La situazione attuale, connotata da un aumento vertiginoso dei prezzi, anche legata alla guerra in corso, può nondimeno accelerare il processo di modernizzazione e di diversificazione in campo energetico, a livello nazionale, comunitario e globale. L’adozione delle conoscenze scientifiche di base necessarie, e le relative soluzioni tecnologiche, rappresenta anche un modo non solo per proteggere le famiglie e le imprese da costi energetici insostenibili quanto anche di tutelare la sicurezza e l’interesse nazionale. A questo riguardo va evidenziato che seppur il settore energetico è tra quelli rientranti nell’ambito dell’esercizio del golden power tale normativa andrebbe ulteriormente estesa alle piccole e medie imprese le quali attualmente non vi rientrano.

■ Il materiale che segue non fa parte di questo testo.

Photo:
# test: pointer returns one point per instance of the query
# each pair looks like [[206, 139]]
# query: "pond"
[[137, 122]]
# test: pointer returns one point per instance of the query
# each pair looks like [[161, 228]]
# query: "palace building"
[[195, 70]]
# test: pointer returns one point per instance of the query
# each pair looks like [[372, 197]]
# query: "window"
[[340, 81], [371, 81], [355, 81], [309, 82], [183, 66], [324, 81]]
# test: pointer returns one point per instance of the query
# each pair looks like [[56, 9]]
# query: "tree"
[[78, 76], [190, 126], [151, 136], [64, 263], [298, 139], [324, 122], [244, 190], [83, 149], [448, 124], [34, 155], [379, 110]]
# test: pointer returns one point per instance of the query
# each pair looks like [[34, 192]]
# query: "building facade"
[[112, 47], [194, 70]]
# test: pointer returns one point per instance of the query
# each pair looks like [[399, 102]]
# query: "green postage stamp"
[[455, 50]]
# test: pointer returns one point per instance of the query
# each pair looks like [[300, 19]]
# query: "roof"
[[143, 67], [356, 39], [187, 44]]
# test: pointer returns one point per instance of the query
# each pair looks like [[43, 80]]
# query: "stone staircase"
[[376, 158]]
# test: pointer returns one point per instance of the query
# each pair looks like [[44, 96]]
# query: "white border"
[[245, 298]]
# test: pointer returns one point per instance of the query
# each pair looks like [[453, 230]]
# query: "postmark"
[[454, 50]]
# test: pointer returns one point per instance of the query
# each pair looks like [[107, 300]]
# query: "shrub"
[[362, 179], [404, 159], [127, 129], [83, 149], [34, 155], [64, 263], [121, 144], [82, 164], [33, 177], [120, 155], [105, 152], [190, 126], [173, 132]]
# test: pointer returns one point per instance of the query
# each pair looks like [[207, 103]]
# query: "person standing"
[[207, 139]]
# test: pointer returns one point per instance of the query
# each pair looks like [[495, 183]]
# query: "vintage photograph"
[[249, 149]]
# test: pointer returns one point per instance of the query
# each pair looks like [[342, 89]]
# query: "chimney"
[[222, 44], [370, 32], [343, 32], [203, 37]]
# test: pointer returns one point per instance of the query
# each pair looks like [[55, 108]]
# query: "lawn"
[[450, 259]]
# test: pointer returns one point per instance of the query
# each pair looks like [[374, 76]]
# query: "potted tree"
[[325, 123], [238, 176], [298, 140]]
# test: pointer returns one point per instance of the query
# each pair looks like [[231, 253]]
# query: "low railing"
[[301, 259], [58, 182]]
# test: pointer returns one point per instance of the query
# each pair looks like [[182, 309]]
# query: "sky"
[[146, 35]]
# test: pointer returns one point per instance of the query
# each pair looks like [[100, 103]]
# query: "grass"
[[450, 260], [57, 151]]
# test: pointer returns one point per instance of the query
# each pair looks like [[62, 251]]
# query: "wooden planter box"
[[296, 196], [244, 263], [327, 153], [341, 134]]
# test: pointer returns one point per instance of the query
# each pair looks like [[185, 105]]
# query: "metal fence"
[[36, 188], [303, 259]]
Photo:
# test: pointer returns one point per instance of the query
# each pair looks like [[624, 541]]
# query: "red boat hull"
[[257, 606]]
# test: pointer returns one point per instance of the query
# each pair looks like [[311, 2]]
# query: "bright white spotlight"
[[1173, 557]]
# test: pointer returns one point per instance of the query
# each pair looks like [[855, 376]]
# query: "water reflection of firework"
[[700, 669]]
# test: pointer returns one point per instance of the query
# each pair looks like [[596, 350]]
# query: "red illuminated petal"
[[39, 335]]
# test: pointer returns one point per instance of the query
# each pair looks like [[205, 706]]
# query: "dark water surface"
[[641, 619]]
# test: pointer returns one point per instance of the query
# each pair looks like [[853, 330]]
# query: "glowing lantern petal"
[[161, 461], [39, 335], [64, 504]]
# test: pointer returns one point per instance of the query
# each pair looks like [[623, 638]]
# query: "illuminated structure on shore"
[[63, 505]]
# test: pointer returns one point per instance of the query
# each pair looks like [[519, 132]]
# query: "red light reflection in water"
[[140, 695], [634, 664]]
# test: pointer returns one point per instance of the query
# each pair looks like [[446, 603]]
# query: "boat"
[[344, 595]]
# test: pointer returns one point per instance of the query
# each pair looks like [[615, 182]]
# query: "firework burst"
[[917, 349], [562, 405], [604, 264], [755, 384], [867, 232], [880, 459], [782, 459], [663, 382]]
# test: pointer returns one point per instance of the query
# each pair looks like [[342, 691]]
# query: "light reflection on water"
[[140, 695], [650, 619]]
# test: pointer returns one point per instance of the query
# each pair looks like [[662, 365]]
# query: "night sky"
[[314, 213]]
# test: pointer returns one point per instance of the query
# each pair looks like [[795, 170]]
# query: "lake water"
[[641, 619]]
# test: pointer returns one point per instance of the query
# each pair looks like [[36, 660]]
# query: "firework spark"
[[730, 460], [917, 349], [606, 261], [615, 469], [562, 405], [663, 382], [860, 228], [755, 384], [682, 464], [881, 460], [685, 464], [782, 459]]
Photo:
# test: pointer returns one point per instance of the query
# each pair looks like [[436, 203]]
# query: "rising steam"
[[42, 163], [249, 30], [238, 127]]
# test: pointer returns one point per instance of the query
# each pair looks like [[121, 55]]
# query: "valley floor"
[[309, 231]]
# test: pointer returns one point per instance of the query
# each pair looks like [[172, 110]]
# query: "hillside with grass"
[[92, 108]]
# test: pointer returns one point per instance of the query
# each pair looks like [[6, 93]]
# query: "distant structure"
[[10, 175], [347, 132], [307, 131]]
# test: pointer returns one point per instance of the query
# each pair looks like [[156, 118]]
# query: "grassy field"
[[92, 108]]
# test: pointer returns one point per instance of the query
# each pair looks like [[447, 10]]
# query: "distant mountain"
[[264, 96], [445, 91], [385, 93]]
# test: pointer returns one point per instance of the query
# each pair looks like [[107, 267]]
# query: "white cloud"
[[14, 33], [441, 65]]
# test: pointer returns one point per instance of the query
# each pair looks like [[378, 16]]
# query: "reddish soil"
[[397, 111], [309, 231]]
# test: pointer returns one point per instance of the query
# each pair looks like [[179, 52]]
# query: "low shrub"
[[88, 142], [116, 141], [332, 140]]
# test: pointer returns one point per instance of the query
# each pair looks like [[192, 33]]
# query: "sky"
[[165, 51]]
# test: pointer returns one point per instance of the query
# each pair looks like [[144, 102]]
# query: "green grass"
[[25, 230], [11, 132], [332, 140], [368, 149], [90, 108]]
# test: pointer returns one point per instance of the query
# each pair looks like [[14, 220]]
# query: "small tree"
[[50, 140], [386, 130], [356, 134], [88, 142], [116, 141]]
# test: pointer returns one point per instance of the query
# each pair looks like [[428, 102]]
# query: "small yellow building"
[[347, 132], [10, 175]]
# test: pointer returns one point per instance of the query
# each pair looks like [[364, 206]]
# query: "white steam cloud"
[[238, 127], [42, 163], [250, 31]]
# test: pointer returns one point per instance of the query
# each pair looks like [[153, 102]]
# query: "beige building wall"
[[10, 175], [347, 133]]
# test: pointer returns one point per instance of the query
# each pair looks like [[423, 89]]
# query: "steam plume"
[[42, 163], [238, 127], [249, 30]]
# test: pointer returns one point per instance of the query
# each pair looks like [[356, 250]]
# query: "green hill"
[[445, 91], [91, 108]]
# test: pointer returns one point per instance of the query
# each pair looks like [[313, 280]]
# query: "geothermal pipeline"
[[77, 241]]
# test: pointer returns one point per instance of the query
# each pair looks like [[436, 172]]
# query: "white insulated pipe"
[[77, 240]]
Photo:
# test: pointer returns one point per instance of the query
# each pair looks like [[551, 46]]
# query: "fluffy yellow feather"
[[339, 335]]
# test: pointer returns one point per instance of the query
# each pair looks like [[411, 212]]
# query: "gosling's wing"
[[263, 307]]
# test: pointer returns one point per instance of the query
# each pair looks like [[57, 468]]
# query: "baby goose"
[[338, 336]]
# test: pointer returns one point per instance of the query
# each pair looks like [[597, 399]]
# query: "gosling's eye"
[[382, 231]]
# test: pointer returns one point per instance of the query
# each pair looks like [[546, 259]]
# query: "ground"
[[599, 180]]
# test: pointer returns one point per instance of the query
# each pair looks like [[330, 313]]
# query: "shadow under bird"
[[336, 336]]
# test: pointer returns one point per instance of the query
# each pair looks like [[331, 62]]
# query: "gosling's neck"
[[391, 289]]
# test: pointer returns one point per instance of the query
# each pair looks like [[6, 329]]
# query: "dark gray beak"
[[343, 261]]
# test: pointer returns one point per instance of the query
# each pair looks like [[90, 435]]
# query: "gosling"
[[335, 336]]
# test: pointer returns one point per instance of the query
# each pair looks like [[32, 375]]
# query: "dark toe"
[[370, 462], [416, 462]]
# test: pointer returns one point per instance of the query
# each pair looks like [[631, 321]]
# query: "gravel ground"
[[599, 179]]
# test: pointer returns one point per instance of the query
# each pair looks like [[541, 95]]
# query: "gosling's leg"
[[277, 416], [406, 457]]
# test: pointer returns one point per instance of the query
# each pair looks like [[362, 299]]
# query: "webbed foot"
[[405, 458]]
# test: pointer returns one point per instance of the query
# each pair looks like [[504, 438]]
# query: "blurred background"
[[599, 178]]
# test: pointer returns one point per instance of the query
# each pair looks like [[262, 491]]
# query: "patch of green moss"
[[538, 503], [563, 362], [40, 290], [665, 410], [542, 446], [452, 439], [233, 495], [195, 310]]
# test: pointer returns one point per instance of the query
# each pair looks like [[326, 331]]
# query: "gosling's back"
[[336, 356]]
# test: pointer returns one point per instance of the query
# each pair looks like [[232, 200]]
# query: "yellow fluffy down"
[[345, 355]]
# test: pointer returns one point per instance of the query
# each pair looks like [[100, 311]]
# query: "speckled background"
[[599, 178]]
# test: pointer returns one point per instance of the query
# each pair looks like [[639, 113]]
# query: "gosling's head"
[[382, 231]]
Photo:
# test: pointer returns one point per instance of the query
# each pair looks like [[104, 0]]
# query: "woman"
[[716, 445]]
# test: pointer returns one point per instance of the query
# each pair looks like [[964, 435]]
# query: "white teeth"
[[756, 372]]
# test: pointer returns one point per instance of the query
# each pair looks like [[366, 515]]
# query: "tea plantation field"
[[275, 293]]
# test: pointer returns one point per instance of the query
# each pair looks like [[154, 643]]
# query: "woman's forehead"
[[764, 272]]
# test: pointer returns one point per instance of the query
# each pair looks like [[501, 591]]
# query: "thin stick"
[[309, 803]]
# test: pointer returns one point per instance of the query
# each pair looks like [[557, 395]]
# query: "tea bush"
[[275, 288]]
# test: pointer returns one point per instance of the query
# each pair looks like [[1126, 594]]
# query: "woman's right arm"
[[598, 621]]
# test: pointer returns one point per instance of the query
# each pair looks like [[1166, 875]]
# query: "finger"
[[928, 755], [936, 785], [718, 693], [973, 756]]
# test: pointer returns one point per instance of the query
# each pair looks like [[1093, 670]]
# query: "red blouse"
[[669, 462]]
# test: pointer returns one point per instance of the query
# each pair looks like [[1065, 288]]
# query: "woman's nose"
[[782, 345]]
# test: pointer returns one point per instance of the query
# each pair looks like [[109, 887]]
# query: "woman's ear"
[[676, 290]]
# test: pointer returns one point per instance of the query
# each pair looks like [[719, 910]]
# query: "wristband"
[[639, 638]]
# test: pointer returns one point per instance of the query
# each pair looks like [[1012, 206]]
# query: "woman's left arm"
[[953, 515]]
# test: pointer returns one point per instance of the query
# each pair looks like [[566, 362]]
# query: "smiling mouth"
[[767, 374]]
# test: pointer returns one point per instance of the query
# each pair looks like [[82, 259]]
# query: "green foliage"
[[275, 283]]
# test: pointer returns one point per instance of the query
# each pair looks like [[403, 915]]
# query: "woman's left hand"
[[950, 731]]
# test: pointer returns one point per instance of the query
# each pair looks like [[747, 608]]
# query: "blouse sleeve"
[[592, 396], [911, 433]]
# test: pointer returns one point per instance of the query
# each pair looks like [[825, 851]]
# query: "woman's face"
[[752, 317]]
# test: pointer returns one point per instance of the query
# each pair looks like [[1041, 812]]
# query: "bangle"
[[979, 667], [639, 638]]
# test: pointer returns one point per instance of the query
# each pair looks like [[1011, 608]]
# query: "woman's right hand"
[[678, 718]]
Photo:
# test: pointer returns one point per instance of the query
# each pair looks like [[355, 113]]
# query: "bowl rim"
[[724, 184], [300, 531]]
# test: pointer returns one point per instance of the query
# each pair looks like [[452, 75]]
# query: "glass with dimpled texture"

Ridurre l’esposizione alla dipendenza da paesi extra-UE significa, pertanto, migliorare anche le performance complessive del sistema produttivo con profondi impatti sull’economia reale.

A questo riguardo, la “Relazione sulle conseguenze del conflitto tra Russia e Ucraina nell’ambito della sicurezza energetica”, redatta dal Comitato parlamentare per la sicurezza della Repubblica (Copasir), trasmessa alle Camere e resa pubblica il 27 aprile scorso, riportava che in base ai dati del 2020, l’approvvigionamento energetico nazionale risulta composto da più dell’80% da fonti fossili quali gas (42%), petrolio (36%) e carbone (4%) mentre le fonti “verdi” incidono per un totale del 18% ripartite tra rinnovabili (fotovoltaico ed eolico) per un 11% e idroelettrico (7%).

Conclusioni

In conclusione, la sfida apportata dall’attuale crisi energetica, dal conflitto geopolitico in corso, dal cambiamento climatico, dall’impatto ambientale e dalle limitate risorse naturali sollecita la messa in produzione di nuove soluzioni tecnologiche e di nuovi strumenti innovativi rispetto a quelli tradizionali. La transizione digitale e quella ecologica vanno di pari passo e devono essere considerate alla stregua di una grande challenge, vale a dire di uno sforzo considerevole messo in atto al fine di affrontare e risolvere un problema di elevato impatto societario, di esperire le diverse possibilità ed opzioni tecnologiche che vengono prospettate, di valutare i rischi connessi nonché di cercare di avanzare velocemente in direzione del raggiungimento del triplice obiettivo della sicurezza energetica, della decarbonizzazione e dell’efficienza energetica. E non v’è alcun dubbio che per la risoluzione di una tale grande challenge vi è la necessità di uno sforzo congiunto, in primis di scienziati, ricercatori, politici, funzionari, giornalisti, di un esteso partenariato pubblico-privato, a livello comunitario e nazionale, nonché del consenso dell’opinione pubblica in generale.